A Automob manteve desempenho consistente no segmento de veículos leves, considerado estruturalmente rentável e resiliente. No primeiro trimestre de 2026, o negócio gerou cerca de 35 milhões de reais por trimestre, apoiado por um portfólio diversificado de marcas e presença em diferentes faixas de preço.
Segundo a administração, a maior sensibilidade do consumidor a preços tem favorecido o aumento de volumes. A redução do Imposto sobre Produtos Industrializados e a maior presença de montadoras chinesas ajudaram a sustentar vendas, enquanto as margens permaneceram relativamente estáveis entre as marcas.
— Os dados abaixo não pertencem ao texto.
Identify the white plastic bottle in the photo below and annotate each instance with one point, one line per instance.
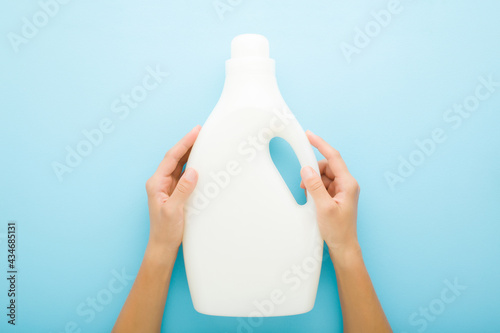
(249, 248)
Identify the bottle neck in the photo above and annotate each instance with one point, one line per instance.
(250, 82)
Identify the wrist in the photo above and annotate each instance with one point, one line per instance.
(160, 254)
(345, 255)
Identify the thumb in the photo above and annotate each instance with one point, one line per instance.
(184, 187)
(314, 185)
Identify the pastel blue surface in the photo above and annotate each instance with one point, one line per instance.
(427, 229)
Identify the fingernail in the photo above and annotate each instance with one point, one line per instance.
(190, 174)
(307, 172)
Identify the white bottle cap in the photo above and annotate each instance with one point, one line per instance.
(249, 45)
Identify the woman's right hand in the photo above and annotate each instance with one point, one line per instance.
(335, 193)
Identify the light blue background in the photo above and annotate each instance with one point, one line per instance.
(441, 224)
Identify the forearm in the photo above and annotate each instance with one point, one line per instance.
(361, 309)
(143, 309)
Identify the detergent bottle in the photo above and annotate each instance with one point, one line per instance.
(250, 250)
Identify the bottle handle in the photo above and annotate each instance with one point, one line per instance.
(296, 137)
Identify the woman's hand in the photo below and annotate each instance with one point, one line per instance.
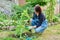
(33, 27)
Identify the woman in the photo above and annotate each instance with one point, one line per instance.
(38, 22)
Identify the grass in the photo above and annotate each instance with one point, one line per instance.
(51, 33)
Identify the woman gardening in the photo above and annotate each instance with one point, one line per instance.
(38, 22)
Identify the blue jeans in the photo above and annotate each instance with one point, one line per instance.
(41, 28)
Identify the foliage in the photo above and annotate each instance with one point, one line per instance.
(55, 19)
(40, 2)
(17, 10)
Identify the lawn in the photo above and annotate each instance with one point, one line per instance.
(51, 33)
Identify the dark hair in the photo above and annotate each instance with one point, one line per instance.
(38, 9)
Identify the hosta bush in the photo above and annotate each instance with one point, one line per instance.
(40, 2)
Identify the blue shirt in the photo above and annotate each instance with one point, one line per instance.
(40, 18)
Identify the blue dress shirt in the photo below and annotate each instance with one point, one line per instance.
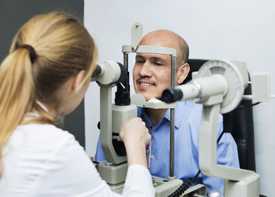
(187, 124)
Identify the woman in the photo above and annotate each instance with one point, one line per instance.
(45, 76)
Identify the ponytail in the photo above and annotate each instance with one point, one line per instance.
(16, 91)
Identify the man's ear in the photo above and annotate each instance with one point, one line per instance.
(182, 72)
(77, 81)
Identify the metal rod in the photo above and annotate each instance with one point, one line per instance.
(172, 120)
(125, 60)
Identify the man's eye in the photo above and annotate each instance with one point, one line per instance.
(138, 61)
(158, 63)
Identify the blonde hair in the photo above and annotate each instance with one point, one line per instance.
(45, 52)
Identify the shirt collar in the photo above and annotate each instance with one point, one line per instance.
(181, 114)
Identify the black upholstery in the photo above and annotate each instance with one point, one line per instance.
(239, 122)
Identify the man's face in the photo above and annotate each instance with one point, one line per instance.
(151, 74)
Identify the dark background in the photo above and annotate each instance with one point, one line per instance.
(14, 13)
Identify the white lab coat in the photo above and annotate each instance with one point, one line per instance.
(44, 161)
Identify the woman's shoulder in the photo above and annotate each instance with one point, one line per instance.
(39, 137)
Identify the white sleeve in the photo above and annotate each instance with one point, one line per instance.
(73, 174)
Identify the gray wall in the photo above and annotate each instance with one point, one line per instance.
(13, 13)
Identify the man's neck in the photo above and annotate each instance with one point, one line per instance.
(156, 114)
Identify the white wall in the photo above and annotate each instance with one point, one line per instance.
(235, 30)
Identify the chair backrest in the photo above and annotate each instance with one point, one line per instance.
(238, 122)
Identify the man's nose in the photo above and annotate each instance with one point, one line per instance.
(145, 69)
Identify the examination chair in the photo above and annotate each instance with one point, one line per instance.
(238, 122)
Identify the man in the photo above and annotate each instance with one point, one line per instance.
(151, 75)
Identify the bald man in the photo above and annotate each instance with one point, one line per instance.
(151, 75)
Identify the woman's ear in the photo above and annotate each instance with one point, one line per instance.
(182, 72)
(77, 81)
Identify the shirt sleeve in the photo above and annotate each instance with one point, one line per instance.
(227, 155)
(71, 173)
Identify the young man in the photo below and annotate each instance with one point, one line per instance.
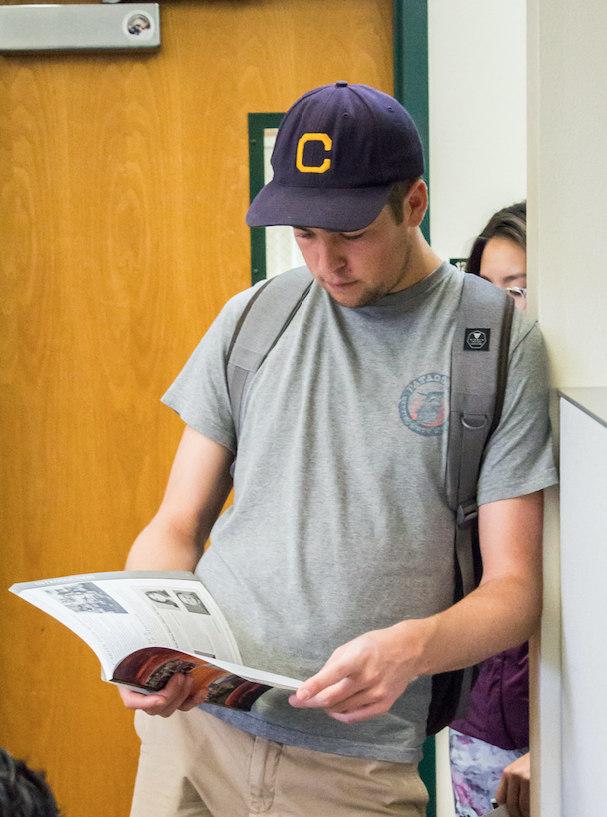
(335, 562)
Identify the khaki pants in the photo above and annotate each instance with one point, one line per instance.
(194, 765)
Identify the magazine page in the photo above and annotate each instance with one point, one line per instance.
(120, 613)
(224, 683)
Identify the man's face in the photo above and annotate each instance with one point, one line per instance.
(361, 267)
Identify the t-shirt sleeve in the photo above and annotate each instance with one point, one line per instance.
(199, 394)
(519, 457)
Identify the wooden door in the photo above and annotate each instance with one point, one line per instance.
(123, 184)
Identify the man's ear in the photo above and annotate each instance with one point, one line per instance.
(416, 203)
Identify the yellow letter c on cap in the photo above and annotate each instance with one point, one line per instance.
(327, 143)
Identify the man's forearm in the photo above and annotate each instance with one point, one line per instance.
(499, 614)
(162, 546)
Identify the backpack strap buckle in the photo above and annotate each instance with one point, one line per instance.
(467, 513)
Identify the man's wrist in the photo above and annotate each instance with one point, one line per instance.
(416, 636)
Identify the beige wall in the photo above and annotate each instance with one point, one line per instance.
(567, 246)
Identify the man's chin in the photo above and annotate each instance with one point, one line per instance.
(353, 297)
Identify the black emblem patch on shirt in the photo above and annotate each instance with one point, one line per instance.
(477, 340)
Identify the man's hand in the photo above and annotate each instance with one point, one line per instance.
(364, 677)
(513, 789)
(179, 693)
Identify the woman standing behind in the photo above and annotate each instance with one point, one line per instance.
(489, 747)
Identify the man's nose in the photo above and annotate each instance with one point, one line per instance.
(330, 257)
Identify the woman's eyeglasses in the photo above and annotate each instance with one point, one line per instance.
(517, 292)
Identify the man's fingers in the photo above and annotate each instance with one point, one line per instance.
(363, 713)
(325, 696)
(524, 799)
(330, 675)
(358, 700)
(164, 702)
(512, 797)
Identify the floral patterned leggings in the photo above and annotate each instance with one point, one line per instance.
(476, 769)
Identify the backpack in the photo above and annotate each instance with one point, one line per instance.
(479, 367)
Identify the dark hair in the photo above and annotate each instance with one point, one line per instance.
(23, 792)
(397, 193)
(509, 222)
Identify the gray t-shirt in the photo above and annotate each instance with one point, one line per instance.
(340, 523)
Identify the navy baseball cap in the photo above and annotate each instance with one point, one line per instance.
(338, 151)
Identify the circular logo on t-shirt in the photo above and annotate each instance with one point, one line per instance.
(422, 404)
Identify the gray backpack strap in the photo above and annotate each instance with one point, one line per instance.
(261, 324)
(479, 368)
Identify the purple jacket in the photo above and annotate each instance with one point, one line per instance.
(498, 712)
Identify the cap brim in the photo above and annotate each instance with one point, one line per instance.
(336, 209)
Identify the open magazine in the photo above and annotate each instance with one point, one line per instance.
(146, 626)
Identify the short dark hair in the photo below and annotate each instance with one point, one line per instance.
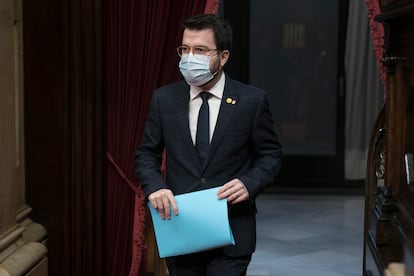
(223, 34)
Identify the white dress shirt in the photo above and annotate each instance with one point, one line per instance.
(214, 105)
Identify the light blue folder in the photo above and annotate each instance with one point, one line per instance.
(202, 223)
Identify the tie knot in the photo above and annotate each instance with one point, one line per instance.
(205, 95)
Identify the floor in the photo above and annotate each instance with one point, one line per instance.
(308, 235)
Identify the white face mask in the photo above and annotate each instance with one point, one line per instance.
(196, 69)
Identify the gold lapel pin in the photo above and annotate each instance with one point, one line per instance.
(230, 101)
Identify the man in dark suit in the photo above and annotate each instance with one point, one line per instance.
(241, 154)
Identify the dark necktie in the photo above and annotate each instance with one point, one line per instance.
(203, 128)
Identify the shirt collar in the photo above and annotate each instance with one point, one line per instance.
(216, 90)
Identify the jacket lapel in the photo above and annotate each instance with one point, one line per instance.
(227, 108)
(181, 111)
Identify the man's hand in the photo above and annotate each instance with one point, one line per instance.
(161, 201)
(234, 191)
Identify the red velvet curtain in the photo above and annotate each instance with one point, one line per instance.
(377, 33)
(141, 37)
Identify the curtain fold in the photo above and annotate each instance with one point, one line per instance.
(364, 91)
(141, 37)
(377, 34)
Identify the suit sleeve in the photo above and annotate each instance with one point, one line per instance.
(267, 152)
(148, 157)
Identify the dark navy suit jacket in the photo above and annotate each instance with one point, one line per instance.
(244, 146)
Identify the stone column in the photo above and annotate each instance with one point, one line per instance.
(21, 247)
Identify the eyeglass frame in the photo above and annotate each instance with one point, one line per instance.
(191, 50)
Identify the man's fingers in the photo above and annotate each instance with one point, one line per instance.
(162, 200)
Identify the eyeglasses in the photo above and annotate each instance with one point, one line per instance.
(184, 51)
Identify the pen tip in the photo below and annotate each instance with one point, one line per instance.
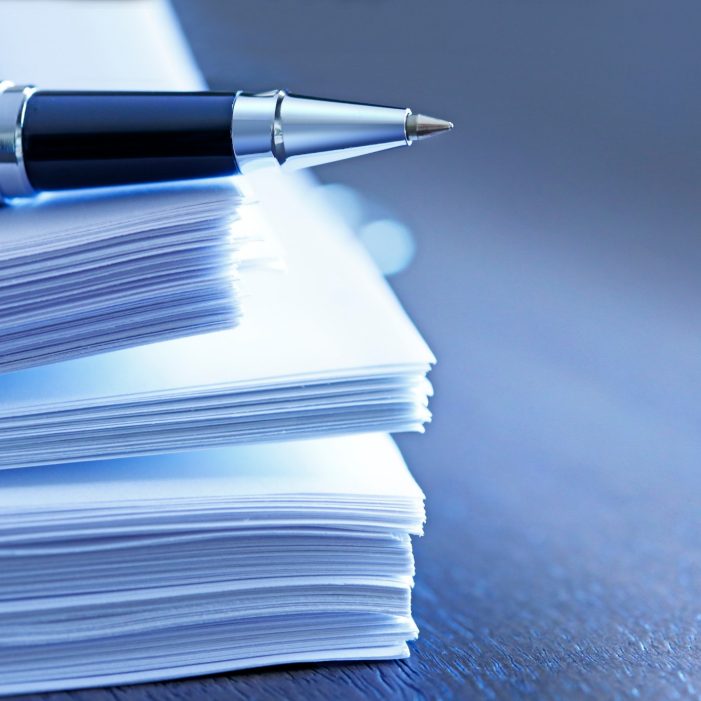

Agronegócio ainda pressiona, mas trajetória é de melhora
O segmento ligado ao agronegócio segue como o principal fator de pressão sobre os resultados consolidados. A companhia ainda possui aproximadamente 180 milhões de reais em estoques legados a serem liquidados, incluindo excesso de equipamentos novos e usados.
Apesar de margens fracas ou negativas nos estoques mais antigos, o mix de vendas vem melhorando. Novos equipamentos já apresentam rentabilidade mais saudável, o que sustenta uma recuperação gradual das margens ao longo do tempo.
Usados e serviços ganham peso na estratégia
Veículos usados, financiamento e seguros, além do pós-venda, aparecem como os principais motores para elevar a rentabilidade, a produtividade das lojas e a diluição de custos fixos. Atualmente, a Automob vende entre 0,6 e 0,7 veículo usado para cada carro novo, nível superior à média do mercado.
A administração trabalha para aproximar essa relação de um para um no médio prazo. Para isso, a companhia vem reconfigurando o espaço físico das lojas, com redução de áreas de oficina e ampliação das áreas dedicadas a usados, o que tende a elevar vendas por metro quadrado.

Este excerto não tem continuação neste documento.